They had just discovered that two men had managed to clamber up on the foretop-mast stump as the schooner went down, and were now clinging there, waving their arms toward the boys.
"Get the heaving line ready, Randall," said Pete.
"Ay, ay," answered the willing boy.
Peter brought the dinghy broad under the lee of the mast, and getting a good full on her let her luff up straight at the spar, knowing that the sea would quickly kill her way.
"Stand by to catch the line!" he shouted to the men. "Heave!"
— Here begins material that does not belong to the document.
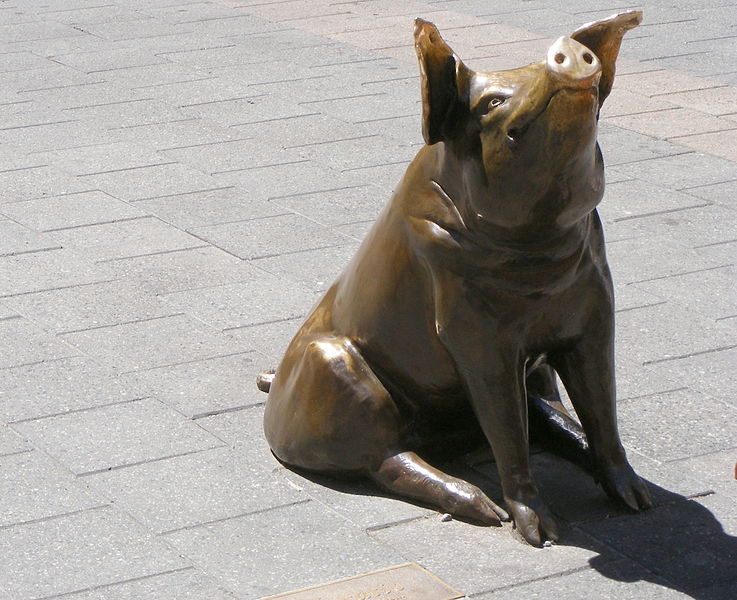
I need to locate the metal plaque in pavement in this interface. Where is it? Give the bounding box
[261,564,464,600]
Randall hove the line with good judgment, and one of the wrecked sailors catching it took a couple of turns around the mast with it. Randall now hauled the dinghy up close enough to the mast for the two seamen to swing themselves into her. They were gaunt, hollow-eyed, and exhausted, and at Randall's bidding they lay down in the bottom of the dinghy. In three-quarters of an hour the two boys had sailed back to their landing-place inside Mullet Head. There they met the people who had come down to see the wreck, and who now received them with cheers. The two seamen were able to state that they were the sole survivors of a crew of six, the other four having been carried overboard when the mainmast went over Thursday night. Old Mr. Peddie volunteered to take the men up to the town in his carriage, and as they climbed out of the boat he exclaimed to one of them,
"Hold on! let me look at you! Aren't you Joseph Spring?"
"Yes," said the man, hanging his head; "I am."
"Well, boys," said Mr. Peddie, "you've done a fine Sunday-morning's work. This is Joe Spring, who quarrelled with his father and ran away to sea four years ago. There will be a happy reunion in one house to-day."
Peter and Randall have a fine Block Island boat now, the gift of their admiring fellow townsmen.